Fatih Sultan Mehmet İstanbul surlarını yıkacak toplara, gemilerini karadan yürütecek güç ve bilgiye sahip olamasaydı muhtemelen onun akıbeti de kendinden önce İstanbul’u kuşatan hükümdarlar gibi olacaktı. O zamana kadar görülmemiş büyüklükte topların yapılması ve askerin kuşatmaya uygun teçhiz edilmesi sayesinde İstanbul’un fethi mümkün olmuştur.
Almanya sahip olduğu teknolojik bilgi ve güç sayesinde 1 ve 2. Dünya savaşlarında ordu mevcudunu çok kısa bir sürede artırabilecek silah ve teçhizatı üreterek uzun bir süre savaşa devam edebilmiştir.
Ülkelerin gücünün sürdürülebilmesi için mevcut teknolojik gücünün muhafaza edilmesi, silah ve teçhizatının diğer ülkelerden daha ileri olması gerekmektedir. Bu gücün muhafaza edilmesi için savunma sanayinin kontrol altında tutularak üretilecek gelişmiş silah ve teçhizatların kendisi için tehdit oluşturmayacağı şekilde satışının yapılması gerekmektedir.
ABD, Rusya, Almanya, İngiltere, Fransa gibi silah üreticisi ve satıcısı ülkelerin ihracat politikaları incelendiğinde yeni ve daha kullanışlı bir silah veya teçhizat üretildiğinde, ordusunun elindeki eskiyen ve etkisizleşen silah veya silah sistemini ordusunun depolarından alarak alıcı ülkeye gönderdikleri görülmektedir. Böylelikle muharebe sahalarında kendileri dışında hiçbir ülkenin söz söyleme hakkı kalmamaktadır.

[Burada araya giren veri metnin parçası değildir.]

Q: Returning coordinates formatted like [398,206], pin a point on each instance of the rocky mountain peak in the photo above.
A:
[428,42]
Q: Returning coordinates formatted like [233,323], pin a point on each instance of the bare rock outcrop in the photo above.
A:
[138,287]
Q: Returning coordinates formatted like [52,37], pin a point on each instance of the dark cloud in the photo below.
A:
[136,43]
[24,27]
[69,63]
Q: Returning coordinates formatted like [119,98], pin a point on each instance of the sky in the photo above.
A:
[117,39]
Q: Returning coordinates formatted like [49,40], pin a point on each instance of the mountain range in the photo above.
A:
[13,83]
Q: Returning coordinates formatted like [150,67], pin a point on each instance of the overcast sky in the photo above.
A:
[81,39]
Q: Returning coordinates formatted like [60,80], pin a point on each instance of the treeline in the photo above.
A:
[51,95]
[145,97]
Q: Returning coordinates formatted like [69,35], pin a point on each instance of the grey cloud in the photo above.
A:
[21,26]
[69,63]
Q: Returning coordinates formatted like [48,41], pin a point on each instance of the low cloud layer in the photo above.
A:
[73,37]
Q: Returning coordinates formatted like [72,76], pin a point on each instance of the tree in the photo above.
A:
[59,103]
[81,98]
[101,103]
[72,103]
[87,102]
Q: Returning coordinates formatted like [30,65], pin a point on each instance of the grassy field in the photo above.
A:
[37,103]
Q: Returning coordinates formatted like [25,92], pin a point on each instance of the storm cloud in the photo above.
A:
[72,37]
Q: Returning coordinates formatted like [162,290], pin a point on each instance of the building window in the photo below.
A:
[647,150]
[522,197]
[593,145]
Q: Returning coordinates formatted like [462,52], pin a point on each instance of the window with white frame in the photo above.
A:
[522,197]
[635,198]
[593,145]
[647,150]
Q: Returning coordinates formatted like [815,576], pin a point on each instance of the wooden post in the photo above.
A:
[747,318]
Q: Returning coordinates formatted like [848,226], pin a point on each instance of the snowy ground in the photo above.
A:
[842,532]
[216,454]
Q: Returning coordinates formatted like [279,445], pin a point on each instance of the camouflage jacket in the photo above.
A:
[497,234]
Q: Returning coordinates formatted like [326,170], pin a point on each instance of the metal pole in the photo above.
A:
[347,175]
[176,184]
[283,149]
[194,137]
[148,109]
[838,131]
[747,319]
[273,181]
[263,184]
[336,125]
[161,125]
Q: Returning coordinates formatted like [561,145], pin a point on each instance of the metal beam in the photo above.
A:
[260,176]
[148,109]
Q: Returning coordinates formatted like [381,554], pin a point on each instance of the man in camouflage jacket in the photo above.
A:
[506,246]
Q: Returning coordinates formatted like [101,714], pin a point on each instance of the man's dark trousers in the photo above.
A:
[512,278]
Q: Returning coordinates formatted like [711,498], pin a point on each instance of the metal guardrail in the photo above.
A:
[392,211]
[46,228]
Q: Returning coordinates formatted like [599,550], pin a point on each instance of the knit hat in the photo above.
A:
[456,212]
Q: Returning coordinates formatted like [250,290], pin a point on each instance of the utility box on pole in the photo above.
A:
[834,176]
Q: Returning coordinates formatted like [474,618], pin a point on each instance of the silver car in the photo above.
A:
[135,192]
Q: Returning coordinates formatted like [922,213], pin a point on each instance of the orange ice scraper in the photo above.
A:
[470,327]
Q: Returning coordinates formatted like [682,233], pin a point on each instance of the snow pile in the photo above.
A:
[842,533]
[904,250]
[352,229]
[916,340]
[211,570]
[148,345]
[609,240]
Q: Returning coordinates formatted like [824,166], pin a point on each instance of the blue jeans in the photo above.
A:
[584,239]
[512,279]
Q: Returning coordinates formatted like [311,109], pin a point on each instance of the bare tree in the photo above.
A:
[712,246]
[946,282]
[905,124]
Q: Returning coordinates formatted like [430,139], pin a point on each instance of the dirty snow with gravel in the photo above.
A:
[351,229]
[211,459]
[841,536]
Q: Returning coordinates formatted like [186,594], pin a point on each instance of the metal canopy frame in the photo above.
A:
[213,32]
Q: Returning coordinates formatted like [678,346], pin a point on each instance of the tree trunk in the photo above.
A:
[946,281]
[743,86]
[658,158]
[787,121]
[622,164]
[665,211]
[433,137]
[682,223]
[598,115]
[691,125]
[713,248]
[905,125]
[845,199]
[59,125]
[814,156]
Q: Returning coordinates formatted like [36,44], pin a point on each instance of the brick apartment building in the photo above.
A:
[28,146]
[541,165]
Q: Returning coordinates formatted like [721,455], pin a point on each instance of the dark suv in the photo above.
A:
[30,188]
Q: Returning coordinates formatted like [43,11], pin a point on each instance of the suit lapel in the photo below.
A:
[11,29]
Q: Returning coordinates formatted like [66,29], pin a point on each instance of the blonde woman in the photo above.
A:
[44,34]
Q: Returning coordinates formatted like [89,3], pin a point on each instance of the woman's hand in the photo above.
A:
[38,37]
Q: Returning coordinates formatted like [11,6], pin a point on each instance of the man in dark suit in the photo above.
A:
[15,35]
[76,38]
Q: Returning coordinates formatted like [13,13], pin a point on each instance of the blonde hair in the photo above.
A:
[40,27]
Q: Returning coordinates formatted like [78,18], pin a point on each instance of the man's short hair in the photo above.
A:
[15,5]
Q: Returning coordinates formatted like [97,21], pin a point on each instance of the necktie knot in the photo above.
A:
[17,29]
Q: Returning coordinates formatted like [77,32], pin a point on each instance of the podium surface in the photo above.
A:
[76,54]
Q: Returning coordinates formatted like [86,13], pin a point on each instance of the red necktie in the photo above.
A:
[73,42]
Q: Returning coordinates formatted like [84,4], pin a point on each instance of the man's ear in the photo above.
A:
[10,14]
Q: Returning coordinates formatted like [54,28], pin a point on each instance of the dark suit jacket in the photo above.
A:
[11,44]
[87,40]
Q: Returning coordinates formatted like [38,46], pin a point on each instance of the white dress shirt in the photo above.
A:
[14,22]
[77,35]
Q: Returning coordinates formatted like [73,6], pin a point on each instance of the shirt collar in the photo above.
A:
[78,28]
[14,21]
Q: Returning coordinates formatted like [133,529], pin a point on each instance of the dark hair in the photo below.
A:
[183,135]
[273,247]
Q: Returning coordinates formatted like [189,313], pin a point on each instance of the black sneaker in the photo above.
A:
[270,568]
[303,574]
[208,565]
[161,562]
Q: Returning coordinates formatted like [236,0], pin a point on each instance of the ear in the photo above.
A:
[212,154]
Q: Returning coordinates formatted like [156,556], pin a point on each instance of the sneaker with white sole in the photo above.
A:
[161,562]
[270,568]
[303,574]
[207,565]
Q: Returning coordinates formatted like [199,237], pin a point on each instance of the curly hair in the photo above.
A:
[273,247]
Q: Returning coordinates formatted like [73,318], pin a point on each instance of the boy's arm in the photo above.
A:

Yakın tarihimizi incelediğimizde ordumuzun yıllarca ABD, Almanya gibi ülkelerin ikincil durumdaki silah sistemleri ile görevini yapmaya çalıştığı görülmektedir. Kendi savunma sanayimizin gelişmeye başlaması ile birlikte uluslararası arenada söz söyleyebilme ve bağımsız karar alabilme gücüne sahip olmaya başladık.
“Güvenilirlik”
Savunma sanayiine yönelik üretilen silah, teçhizat araç ve gereç gibi ürünlerin tasarım, imalat, satış ve satış sonrası bakım onarım ve yenileştirme hizmetleri her ülkede, diğer ticari mallardan farklı olarak bazı özel kurallara tabidir. Bu sanayi kolunda üretim yapmak için üretimin yapılacağı ülke kanunlarına uygun olarak gerekli izinlerin alınarak firmanın akredite edilmesi ve belirlenen güvenlik tedbirlerinin alınarak üretimin yapılması ve yine özel izinlere tabi olarak satış veya ihracının yapılması gerekmektedir. Ayrıca ürünün kullanılacağı ülke kanun ve normlarına da uygun olması gerekmektedir.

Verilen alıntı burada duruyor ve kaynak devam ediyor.